The issue has to do with the listing of shares containing files or directories with names including special characters such as double quote (") or backslash (\).

When such a character is present in any of the files or directories within a shared folder, then the content of that folder will not be listed at all on a Windows client (tested with a fully up to date Windows 11 24H2 client) or may even produce a "not accessible" error.

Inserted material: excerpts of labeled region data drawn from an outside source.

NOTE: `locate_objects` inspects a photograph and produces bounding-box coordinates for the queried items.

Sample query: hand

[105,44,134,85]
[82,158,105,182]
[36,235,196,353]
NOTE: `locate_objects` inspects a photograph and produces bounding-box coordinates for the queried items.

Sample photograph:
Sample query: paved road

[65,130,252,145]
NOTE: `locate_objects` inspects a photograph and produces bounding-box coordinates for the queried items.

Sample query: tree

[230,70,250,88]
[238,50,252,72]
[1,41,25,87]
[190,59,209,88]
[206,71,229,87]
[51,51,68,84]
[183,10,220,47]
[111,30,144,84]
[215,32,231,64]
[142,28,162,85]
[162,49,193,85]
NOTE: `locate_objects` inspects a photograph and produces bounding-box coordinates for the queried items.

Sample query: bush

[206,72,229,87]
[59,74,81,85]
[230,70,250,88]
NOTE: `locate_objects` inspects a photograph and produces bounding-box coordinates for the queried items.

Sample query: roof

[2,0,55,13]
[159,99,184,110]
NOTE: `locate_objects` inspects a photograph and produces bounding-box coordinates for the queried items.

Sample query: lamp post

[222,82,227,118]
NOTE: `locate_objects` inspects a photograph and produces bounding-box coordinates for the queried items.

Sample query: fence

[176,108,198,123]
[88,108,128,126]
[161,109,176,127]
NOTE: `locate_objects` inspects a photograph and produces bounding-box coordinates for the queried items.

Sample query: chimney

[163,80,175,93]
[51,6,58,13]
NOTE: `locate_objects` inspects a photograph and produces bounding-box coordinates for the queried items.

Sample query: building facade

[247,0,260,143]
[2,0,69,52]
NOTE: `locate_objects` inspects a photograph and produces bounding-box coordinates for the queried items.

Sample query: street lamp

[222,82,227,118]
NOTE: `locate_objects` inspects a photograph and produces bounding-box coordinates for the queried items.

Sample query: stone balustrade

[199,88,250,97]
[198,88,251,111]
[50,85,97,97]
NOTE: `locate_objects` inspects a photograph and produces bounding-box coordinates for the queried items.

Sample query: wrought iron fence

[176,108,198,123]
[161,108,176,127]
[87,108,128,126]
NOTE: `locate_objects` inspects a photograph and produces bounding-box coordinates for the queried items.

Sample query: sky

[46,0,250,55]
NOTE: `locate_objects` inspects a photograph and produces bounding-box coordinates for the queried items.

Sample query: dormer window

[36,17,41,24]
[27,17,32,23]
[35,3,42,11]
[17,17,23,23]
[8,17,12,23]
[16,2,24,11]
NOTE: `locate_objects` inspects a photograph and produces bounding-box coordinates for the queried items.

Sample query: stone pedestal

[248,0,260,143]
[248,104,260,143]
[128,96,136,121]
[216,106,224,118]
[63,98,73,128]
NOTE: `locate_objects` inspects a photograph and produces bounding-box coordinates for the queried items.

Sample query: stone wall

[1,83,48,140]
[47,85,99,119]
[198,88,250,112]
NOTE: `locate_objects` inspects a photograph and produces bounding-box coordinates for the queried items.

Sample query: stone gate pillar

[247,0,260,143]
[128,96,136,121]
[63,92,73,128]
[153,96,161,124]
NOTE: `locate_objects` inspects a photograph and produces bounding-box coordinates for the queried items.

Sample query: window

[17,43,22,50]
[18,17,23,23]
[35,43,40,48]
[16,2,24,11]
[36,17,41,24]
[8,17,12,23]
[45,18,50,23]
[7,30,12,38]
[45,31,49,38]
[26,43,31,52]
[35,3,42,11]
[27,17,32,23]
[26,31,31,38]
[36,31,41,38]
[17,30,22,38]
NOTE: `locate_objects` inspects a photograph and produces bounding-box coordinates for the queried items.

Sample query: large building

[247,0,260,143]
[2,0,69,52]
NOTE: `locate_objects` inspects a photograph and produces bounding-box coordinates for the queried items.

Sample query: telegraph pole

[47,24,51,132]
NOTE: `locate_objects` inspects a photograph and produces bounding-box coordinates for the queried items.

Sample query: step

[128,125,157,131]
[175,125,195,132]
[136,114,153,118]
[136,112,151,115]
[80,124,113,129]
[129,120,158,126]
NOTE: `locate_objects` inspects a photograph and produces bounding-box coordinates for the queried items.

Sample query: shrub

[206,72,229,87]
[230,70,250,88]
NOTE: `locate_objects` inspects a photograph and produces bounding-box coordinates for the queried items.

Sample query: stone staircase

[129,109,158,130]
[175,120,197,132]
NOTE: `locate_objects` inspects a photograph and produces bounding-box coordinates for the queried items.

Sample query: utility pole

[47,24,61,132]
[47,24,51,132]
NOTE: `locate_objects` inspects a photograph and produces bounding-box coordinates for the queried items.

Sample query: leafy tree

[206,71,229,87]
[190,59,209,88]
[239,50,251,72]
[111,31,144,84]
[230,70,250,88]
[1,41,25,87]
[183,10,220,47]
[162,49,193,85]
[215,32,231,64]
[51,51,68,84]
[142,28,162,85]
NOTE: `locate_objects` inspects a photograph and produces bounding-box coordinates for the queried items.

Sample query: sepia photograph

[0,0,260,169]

This is a regression from 4.17.12 (tested on Debian Bookworm) where the content will be listed (albeit with the files containing special characters potentially appearing using their DOS names, such as 'T3VHSW~N' rather than their actual name).


Steps to replicate
------------------

Create a samba share and mount it under a Windows client.
Then, on the Linux server, issue the following commands to create files containing Windows "special" characters in the shared directory:

touch test\ with\*
touch test\ with\:
touch test\ with\<
touch test\ with\>
touch test\ with\?
touch test\ with\|

You will see that, despite using "special" Windows characters, these 6 files appear in the share (NB: This may vary depending on the file explorer being used. I have mostly been testing using Directory Opus as a file explorer client, as it does a better job than the default Windows file explorer) and can be listed from the Windows client (thus undermining the possibility that the issue is a blanket one with using special 'disallowed' characters) and, when listed by the explorer, they are using the (unmangled) names they have been declared with.

Then create another file, containing a double quote:

touch test\ with\"

From the Windows client, you will see that this file does not appear. Furthermore, if you restart the Samba server (service smbd restart) you may may get a "not accessible" from Windows File Explorer when trying to access the share, or, when using a different explorer application, see that the whole content from the folder disappears.

Running the same test on Debian Bullseye with Samba 4.17 shows very different results, where, even if you restart the smbd service, the content of that directory does remain accessible, albeit with files containing special Windows characters using mangled DOS names.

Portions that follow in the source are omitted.